Okay Kaya ve benliğin alternatif bir versiyonu

Kaya Wilkins, ya da sahne adıyla Okay Kaya, üçüncü stüdyo albümü SAP için geri sayım fitilini yaktı. Jagjaguwar aracılığıyla 4 Kasım’da yayımlanacak albümün ilk şarkısı “Spinal Tap”, Austin Lee ortaklığıyla hazırlanmış sürreal animasyon klip ile yayımlandı!

Norveç asıllı Amerikalı müzisyen Okay Kaya, şarkı yazmaya folk çizgisini izleyen özgün akustik tınılarla başladı. Yıllar içinde daha çeşitli ve ayrıksı seslerin peşine düşmeyi alışkanlık edindi. “Spinal Tap” bu kovalamacada bizi suyun altına götürüyor ve minik bir monolog ile başlıyor: “Her şey suyun altındaydı. Buz gibi değil; katı bir su gibi.”

Okay Kaya, Berlin’de dolaşırken bulduğu ilhamla yazdığı yeni şarkısını “küçük, komik hayatına sığdırabileceği kadar soyut bir resim” olarak nitelendiriyor. Şarkıyı yazma sebebi ise beynin opak bir levhadan ibaret olmadığını vurgulamak. Bilimsel bir makaleden öğrendiği, sözlerde de bahsi geçen, omurilik sıvısının yol açtığı nörolojik hareketlenmeler müzisyeni heyecanlandırmış. Okay Kaya, bu bilimsel farkındalığı, yalnızca melodilerle değil görsellikle de kompoze etmek istiyor. Minyatür canlandırmalarla dolu animasyon klibi de bu noktada devreye giriyor. 

Müzisyen, gelişmenin olağan sonucu olarak zaman zaman tarzını değiştirse de en başından beri müziğini yalnız bırakmadı ve görsel anlatılarında  hep çeşitlemelere gitti. “Yazma sürecim genellikle kelimeler yerine görüntülerle başlar” diyor Kaya. Yeni albümünü ise bir benlik alternatifi olarak yorumluyor: “Austin’in çok derin bir görsel duyarlılığı var. Birçok çizimimi birlikte tercüme ettik. Benliğin alternatif bir versiyonu olan SAP’yi geliştirdik.” 
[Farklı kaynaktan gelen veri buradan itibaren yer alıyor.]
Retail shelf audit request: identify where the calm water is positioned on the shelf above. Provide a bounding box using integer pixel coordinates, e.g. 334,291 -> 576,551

Brooklyn’de Gaia Studios‘taki buluşmalarla temeli atılan SAP için pırıl pırıl isimlerin yer aldığı bir künye oluşturulmuş: Nick Hakim, Deem Spencer, Taja Cheek (L’Rain), Adam Green (The Moldy Peaches), Farao ve daha onlarcası… Son olarak 2020’de yayımladığı Watch This Liquid Pour Itself ile sıra dışı, dingin bir senfoni yaratmıştı Okay Kaya. “Spinal Tap” ile anlıyoruz ki daha katmanlı bir ses evrenine dalacağız.